Following Wednesday's presentation of the Final Winograd Report, Peretz - who had refused for many months to speak about his role during the war - said at a Tel Aviv press conference Thursday morning that the committee's findings showed the "absurdity" that "I bore the brunt of the public outcry and I was the convenient target of the public's frustration at the missed opportunity and at everything that had been going wrong in the defense establishment for years."
In fact, he said, "I had been on the job for just two months and was not a military man."
"The tough questions [about the IDF's condition on the eve of war] should be placed at the feet of those who decided the IDF should be a 'small and smart' army," Peretz said. "They initiated the failure."
Specific criticism was reserved by Peretz for three of the most senior defense planners of the past decade: Defense Minister Ehud Barak, a former prime minister and chief of staff of the IDF; Transportation Minister Shaul Mofaz, a former defense minister and chief of staff; and former chief of staff Moshe Ya'alon.
"We were all soldiers once," Peretz said to the roomful of journalists. "In our day, you were on duty for six months and then you were demobilized and went to training for six months."
But in the years preceding the war, Peretz said, "a tankman would finish his initial training of a few months, and be deployed to the territories for the rest of his [three-year] service, never seeing the tank again. How can you ask him to drive that tank into a war? What are you supposed to say to a reservist artillery gunner during the war who says he's never seen the type of shell he's firing because he wasn't called up for six years?"
The former defense minister took care to note that he was not criticizing the soldiers themselves - "who do their best within the limitations of the resources they are given" - but the planners who, he said, allowed the ground forces to go untrained.
Peretz lambasted Mofaz for being "silent and not warning ahead of time about the problems" within the IDF that became evident during the war. Mofaz "was defense minister, chief of staff and deputy chief of staff, and in fact accompanied the process of deterioration without saying a word."
While Peretz criticized Barak as the prime minister during the unilateral withdrawal from Lebanon in 2000 - "which left a vacuum for Hizbullah to fill and abandoned our Christian allies" - he said Barak must not leave the government, but should remain to continue advancing "the important things Israel is dealing with."
Though he supported staying in the coalition, Peretz could not resist the opportunity to criticize Barak's demand during last year's Labor primaries to leave the government. "He knows how to 'flip-flop,'" Peretz said, "and he'll succeed in 'flip-flopping' his way into staying in the government." Peretz also took issue with those who criticized the initial decision to go to war. The Winograd Committee found that the decision, in the context of the military and diplomatic situation at the time, was "reasonable."
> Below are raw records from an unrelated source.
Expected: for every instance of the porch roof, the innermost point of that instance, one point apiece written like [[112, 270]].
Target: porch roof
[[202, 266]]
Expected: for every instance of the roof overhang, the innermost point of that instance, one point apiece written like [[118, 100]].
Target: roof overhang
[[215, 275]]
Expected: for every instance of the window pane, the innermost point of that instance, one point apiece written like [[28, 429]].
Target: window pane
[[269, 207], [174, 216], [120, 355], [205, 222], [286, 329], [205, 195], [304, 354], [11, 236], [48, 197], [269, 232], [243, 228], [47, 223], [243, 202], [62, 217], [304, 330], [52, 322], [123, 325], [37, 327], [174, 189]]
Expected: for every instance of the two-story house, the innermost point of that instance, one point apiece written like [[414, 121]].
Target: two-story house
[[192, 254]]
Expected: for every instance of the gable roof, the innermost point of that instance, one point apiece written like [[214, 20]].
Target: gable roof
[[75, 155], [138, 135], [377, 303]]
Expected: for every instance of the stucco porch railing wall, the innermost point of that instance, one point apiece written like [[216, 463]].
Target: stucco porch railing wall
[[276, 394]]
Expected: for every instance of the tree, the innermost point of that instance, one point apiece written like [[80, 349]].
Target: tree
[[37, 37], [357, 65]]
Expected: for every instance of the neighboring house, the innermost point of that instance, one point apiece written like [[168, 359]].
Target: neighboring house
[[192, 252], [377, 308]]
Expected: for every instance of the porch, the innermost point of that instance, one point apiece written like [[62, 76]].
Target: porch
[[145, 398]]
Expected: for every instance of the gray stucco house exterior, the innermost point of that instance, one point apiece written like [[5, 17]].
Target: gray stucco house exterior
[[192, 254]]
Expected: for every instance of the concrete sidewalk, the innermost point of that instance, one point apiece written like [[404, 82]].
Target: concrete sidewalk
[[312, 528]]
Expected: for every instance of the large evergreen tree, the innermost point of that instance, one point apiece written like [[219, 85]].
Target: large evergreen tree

"Let me express amazement at the many people who commended and complimented the decision to go to war during the first two weeks [of fighting], until the Kfar Kana incident," he said. "They all concurred the decision was wise and brave, and everyone fought to take some credit for it. Then, suddenly, voices arose saying the decision to go to war was hurried and unplanned."
While Peretz agreed that the war was "a missed opportunity," he said "there is no doubt that the decision to go to war was correct."
Following the press conference, various Labor MKs who are opposed to Peretz commented that it was "ridiculous" that he felt vindicated, since, they said, the Winograd Report found he had performed abysmally during the war.
Gil Hoffman contributed to this report.